Sometimes the Research seems to be Too Perfect!
When I put out the 2004 version of wrote my book Success over Distress, I included a research study that was very simple to explain yet gave dramatic evidence for the effectiveness of written goals. This study involved business school graduates ten years after leaving university. Incredibly, 83 percent of the graduates had set no goals at all! Another 14 percent had goals but they weren’t written down. This group was earning on average three times the income of those who had no goals at all. Only three percent of the graduates had written goals. Yet that three percent was earning ten times what those with no goals were earning!
It is even more dramatic when translated into monetary terms. Let’s say the 83 percent earned a hypothetical $4,000 (US) a month; the 14 percent would have generated $12,000 a month; and the three percent would have earned $40,000 per month! What’s not to like about this study?
The only thing is it appears this was not a genuine study. Someone with an active imagination made it up. People presumably liked the neatness of the study and began quoting the same bogus study. Myself included. I attempted to find the original source while upgrading Success over Distress and could not find it. However, I trusted one of the books which summarized the study so quoted that secondary source instead.

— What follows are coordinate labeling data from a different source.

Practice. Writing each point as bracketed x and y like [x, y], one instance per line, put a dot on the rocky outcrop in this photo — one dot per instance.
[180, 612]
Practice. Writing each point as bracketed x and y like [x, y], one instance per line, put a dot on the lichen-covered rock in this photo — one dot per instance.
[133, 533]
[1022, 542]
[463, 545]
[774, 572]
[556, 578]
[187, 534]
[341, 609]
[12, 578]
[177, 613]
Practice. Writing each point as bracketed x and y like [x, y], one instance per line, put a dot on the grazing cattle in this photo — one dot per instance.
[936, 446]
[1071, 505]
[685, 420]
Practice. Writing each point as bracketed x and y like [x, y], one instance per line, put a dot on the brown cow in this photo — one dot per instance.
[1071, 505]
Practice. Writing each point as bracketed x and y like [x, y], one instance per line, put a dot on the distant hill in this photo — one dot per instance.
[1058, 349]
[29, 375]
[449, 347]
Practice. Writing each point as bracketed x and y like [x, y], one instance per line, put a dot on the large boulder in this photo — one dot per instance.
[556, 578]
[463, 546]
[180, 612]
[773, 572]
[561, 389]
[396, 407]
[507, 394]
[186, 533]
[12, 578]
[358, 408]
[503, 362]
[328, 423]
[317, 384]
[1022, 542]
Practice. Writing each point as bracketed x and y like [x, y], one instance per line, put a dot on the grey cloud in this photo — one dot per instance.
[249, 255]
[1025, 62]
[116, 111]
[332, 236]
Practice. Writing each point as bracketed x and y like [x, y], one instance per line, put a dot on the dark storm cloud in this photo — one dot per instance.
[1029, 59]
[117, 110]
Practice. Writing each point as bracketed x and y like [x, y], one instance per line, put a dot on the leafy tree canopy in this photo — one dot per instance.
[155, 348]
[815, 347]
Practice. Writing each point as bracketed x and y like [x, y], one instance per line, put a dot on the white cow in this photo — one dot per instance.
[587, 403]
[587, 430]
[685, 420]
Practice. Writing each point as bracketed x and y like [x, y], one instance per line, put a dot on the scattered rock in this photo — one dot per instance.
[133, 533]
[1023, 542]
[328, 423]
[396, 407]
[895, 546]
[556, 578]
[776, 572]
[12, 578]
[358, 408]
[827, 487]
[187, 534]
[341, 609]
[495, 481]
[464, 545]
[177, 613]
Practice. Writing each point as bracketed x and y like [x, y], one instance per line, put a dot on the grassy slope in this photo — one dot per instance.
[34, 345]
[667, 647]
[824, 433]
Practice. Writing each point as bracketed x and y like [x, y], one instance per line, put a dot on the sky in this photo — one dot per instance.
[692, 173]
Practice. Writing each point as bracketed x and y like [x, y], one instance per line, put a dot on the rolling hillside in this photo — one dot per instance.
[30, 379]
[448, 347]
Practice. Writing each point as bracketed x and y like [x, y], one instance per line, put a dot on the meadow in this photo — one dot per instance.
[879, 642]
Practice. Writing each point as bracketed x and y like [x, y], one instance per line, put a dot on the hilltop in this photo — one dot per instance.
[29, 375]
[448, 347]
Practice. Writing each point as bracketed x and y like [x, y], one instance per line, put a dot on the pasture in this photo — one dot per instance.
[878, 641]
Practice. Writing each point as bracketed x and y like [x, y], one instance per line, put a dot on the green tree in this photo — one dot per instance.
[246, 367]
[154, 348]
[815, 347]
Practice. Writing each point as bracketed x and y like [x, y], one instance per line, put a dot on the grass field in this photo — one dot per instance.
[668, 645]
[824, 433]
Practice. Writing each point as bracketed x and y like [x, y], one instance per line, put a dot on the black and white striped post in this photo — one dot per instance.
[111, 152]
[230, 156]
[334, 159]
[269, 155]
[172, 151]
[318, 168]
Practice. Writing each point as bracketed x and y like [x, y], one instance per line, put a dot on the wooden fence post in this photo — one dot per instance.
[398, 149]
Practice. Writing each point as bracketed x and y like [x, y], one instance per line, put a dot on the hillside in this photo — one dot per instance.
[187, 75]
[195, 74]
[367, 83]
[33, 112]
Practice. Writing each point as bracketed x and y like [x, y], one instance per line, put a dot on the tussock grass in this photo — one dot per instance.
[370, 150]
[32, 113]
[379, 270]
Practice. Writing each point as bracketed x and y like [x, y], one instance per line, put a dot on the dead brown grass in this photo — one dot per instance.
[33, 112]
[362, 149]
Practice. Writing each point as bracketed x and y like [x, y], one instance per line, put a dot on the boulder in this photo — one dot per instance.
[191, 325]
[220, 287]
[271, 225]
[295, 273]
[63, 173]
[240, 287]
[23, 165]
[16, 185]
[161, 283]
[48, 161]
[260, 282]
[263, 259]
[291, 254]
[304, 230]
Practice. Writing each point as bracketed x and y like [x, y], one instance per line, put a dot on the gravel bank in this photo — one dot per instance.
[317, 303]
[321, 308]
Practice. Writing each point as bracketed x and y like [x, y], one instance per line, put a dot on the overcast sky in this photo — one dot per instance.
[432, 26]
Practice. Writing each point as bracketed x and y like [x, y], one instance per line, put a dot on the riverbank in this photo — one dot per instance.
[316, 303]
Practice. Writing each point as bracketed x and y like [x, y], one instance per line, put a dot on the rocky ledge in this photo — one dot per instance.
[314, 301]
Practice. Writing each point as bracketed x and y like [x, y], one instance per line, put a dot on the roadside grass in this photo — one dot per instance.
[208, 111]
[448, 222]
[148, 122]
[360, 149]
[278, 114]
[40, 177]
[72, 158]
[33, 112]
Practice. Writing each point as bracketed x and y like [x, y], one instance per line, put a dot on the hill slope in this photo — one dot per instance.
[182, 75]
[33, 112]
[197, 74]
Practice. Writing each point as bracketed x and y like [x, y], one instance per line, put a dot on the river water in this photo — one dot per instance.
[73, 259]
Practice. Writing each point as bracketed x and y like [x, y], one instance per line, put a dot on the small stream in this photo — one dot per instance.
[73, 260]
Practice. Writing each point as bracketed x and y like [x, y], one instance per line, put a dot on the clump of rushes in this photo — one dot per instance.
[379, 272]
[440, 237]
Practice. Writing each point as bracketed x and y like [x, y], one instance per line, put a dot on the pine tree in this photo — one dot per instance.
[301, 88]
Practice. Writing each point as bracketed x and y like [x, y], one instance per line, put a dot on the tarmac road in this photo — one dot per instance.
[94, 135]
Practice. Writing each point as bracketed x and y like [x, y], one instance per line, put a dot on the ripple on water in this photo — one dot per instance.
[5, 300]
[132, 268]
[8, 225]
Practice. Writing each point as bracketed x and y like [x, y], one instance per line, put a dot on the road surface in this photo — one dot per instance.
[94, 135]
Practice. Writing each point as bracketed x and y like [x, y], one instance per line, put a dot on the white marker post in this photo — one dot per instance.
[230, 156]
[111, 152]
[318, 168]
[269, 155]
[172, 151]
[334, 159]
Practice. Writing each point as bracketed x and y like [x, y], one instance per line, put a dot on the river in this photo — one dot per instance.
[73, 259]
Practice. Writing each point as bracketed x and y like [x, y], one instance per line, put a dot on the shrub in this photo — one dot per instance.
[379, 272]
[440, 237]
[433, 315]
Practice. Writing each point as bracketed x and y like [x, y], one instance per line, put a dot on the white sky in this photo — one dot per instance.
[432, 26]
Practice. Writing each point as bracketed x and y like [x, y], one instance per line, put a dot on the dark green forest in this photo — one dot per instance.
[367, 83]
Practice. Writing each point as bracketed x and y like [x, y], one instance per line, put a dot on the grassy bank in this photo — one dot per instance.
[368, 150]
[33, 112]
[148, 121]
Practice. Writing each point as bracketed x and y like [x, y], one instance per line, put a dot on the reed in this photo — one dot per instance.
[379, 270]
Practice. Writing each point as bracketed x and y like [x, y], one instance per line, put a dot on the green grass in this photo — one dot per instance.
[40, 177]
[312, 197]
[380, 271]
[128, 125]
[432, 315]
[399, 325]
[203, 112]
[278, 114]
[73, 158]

Over the past year I have been working on a new book that is in the final stages of editing as I write this piece. Again I attempted to track down the original source for this study of business school graduates without success. But I did find that someone else had been attempting to do the same thing and determined that such a study does not exist. If you read Success over Distress, or had me outline the conclusions to the study in one of my kinesiology classes, I apologize for inadvertently misleading you. However, in my new book I will quote details of a genuine study that gives us the same conclusion.
Those who write their goals down achieve more than those with unwritten goals. However, those who achieved most, wrote down their goals, developed action commitments and sent their action commitments and weekly progress reports to a supportive friend. That increased degree of commitment, my friend, greatly increases your chances for success.